Can I do modification on a branch of chain in the backward pass?

Chaofei · October 22, 2021, 4:27pm

Hello, I want to do a kind of custom backpropagation with separate backward chains, but I don’t know how to do it with autograd.

Say I have a set of operations as:

y = f1(x)
u = f2(y)
v = f3(y)
z = f4(u, v)

Then, the the backward chain should be:

dz/dx = dz/dy *dy/dx
          = (dz/du * du/dy + dz/dv * dv/dy) * dy/dx       (1)

the above equation (1) can be further parted into two chains as:

dz/dx = (dz/du * du/dy * dy/dx) + (dz/dv *dv/dy * dy/dx)        (2)

However, I want to modify one branch of the backpropagate chain in equation (2), for example:

 dz/dx = (dz/du * du/dy * dy/dx)*mean(dz/du * du/dy * dy/dx)  +  (dz/dv *dv/dy * dy/dx)

My understanding is that the autograd compute dz/dx according to equation (1) not equation (2). So the two backpropagate chains may never exist in the autograd computation. How can I implement this gradient modification in autograd?

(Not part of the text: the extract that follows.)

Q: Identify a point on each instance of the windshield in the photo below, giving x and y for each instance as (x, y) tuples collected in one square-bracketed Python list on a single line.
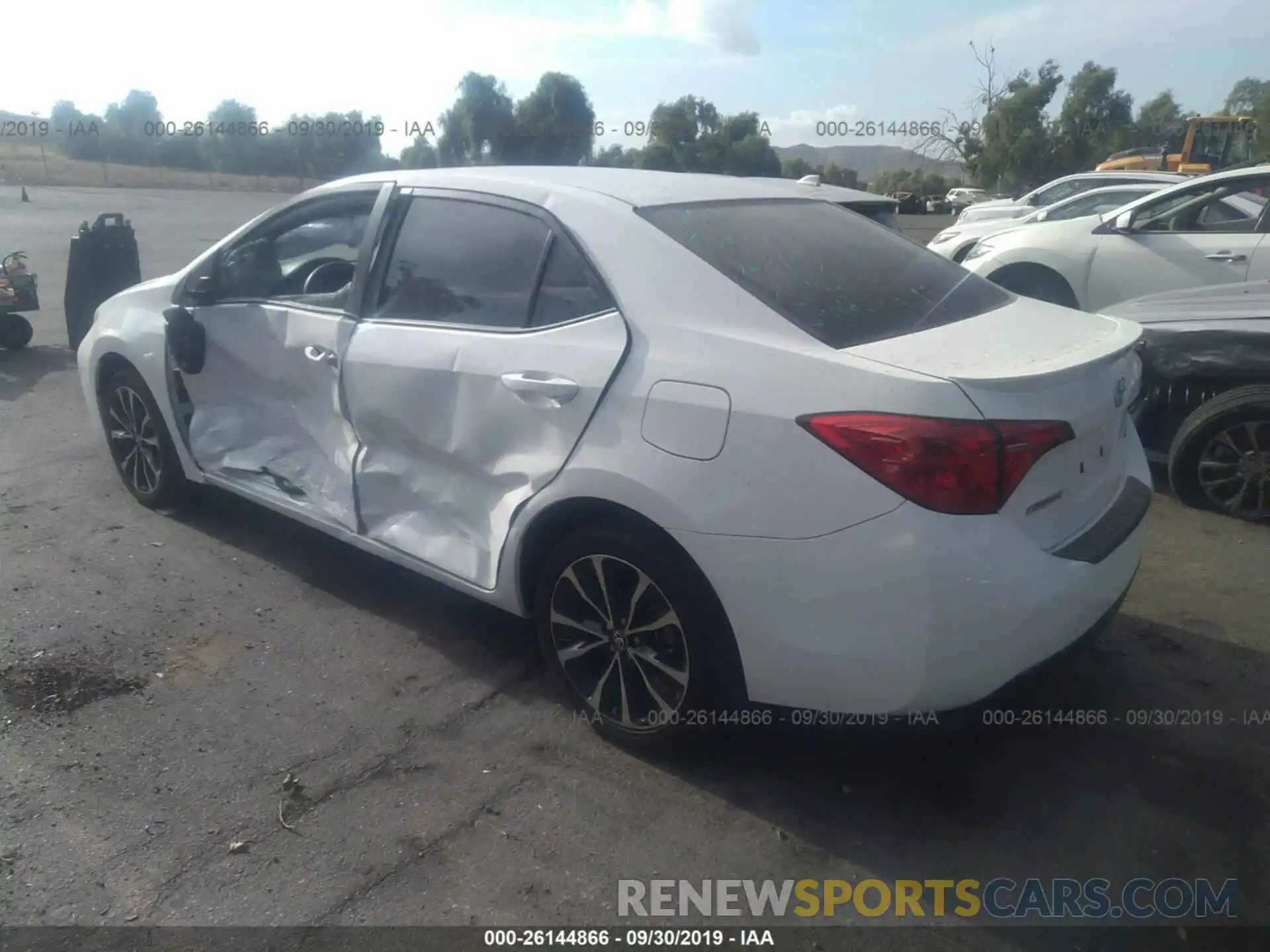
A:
[(831, 274)]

albanD · October 22, 2021, 8:05pm

If you want to compute these two contributions independently, then you will need to either:

create a graph with only that one branch using .detach() in the other
use hooks on the second branch to zero-out its contribution (u.register_hook(lambda x: torch.zeros_like(x))`).

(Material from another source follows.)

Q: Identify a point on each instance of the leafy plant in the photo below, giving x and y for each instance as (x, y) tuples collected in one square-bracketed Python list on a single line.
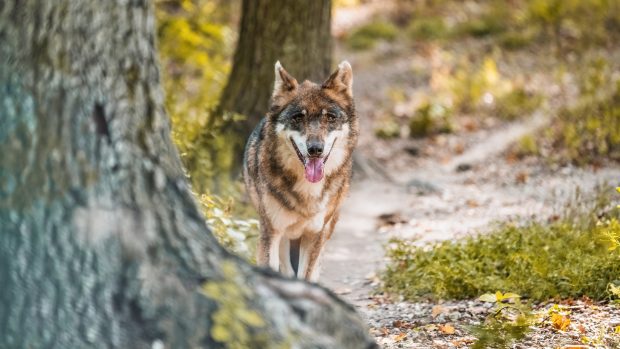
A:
[(429, 28), (431, 117), (565, 258), (589, 131), (508, 322), (366, 36)]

That way you can get the two terms by doing two backward passes. And then you can accumulate the gradients from the two backward to get the final value that you want.

Chaofei · October 23, 2021, 1:42am

Thanks for the reply. But can it have a more elegant solution? By doing above solution, I have to do two forward and two backward computation for the gradient modified sub-network, which is very inefficient. Can I have a way to control how the autograd engine do backward propagation?

albanD · October 25, 2021, 1:26pm

Using the hook version, you can do with a single forward and two backwards.

Can I have a way to control how the autograd engine do backward propagation?

There is but what you’re asking for here is a bit weird. It breaks one of the main assumption which is that if you had a Tensor foo during the forward, then the quantity being backpropagated for it is another Tensor of the same size.
In this case, you actually want two values to flow back at once for the top of your graph. So you implicitly do two backward passes. It is just that it is not explicit in your math.